Oireachtas Joint and Select Committees

Thursday, 10 November 2016

Public Accounts Committee

Special Report No. 94 of the Comptroller and Auditor General: National Asset Management Agency Sale of Project Eagle (Resumed)

9:00 am

Mr. Seamus McCarthy:

Regarding the Deputy's first point on having staff in NAMA, a point I have put on the record on a number of occasions is that references to staff being embedded in NAMA, and an impression being given that everything that moves in NAMA is seen by and examined by somebody from my office, is absolutely incorrect. If everybody in the office was in NAMA we would not be able to exercise that level of control. It would not be an audit, it would be a control function. I have always corrected this impression when the matter has been put in front of me. The focus of our ongoing work is on the correctness of the financial statements and the operation of key controls, as we see it, regarding transactions that are accounted for, which we look at on a sample basis and not on a comprehensive basis.

When we came to look at the process in which NAMA engaged, our first point of reference was NAMA's policy. How it will sell assets or loans is clearly set out in a policy statement and guidelines. It has the option to depart from this for specific reasons, but in the course of the examination we asked where else had it used a single-phase procedure and it referenced only one, which started out as at two-phase process but it received only two bids - actually it was only one bid - and it was a very small asset. It has always operated a two-phase process.

In addition, when we looked at Project Arrow and Project Tower, we looked at the process to see whether NAMA had followed its own guidelines on how assets were to be disposed of. We looked at the advice it received from loan sale advisers. We reproduced in the report a piece of advice on why it is best to use a two-stage process, as the Deputy has described. To us, it seems fairly clear, unambiguous and well reasoned.
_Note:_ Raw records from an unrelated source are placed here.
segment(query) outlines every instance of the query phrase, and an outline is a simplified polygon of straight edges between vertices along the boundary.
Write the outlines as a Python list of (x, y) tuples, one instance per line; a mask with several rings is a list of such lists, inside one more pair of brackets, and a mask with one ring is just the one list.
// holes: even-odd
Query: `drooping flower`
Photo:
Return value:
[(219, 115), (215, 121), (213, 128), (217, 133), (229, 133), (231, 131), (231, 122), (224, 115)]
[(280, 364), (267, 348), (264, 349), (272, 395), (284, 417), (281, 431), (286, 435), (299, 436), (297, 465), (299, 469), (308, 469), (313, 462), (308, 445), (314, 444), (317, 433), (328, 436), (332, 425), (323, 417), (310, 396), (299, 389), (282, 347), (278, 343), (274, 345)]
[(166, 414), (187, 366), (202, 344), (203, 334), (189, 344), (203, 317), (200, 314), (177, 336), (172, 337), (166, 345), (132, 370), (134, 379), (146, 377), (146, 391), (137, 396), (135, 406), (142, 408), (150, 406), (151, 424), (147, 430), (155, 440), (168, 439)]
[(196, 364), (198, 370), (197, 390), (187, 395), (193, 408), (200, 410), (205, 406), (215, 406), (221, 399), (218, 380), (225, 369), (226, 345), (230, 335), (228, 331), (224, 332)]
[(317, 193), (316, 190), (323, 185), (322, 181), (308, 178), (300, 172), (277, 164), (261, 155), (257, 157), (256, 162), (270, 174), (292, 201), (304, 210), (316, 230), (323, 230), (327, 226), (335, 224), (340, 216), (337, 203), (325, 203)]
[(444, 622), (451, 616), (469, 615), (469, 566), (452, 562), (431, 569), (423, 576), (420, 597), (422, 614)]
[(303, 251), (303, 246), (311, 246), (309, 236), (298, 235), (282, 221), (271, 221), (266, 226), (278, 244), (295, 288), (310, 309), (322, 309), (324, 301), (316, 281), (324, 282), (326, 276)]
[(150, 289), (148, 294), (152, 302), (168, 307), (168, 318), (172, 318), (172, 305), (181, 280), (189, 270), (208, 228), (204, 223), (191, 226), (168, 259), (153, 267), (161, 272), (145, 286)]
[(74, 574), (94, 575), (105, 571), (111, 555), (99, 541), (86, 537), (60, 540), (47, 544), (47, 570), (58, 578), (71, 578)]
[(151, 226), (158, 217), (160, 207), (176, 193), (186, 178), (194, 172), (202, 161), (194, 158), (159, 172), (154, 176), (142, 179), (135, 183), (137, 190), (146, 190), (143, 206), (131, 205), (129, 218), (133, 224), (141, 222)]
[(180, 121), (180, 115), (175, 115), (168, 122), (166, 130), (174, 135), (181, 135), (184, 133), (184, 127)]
It is easy to understand why it makes sense. We do not have to be market experts to state it would give us confidence in the price we would be likely to achieve at the end. Ultimately something can be sold only once, so when something is put on the market, if an appropriate process is followed and it is made as competitive as possible, while it may whittle down, at the end of the day I as an auditor looking at the price achieved will state the process gives me confidence that the price was the best available at that time in that market.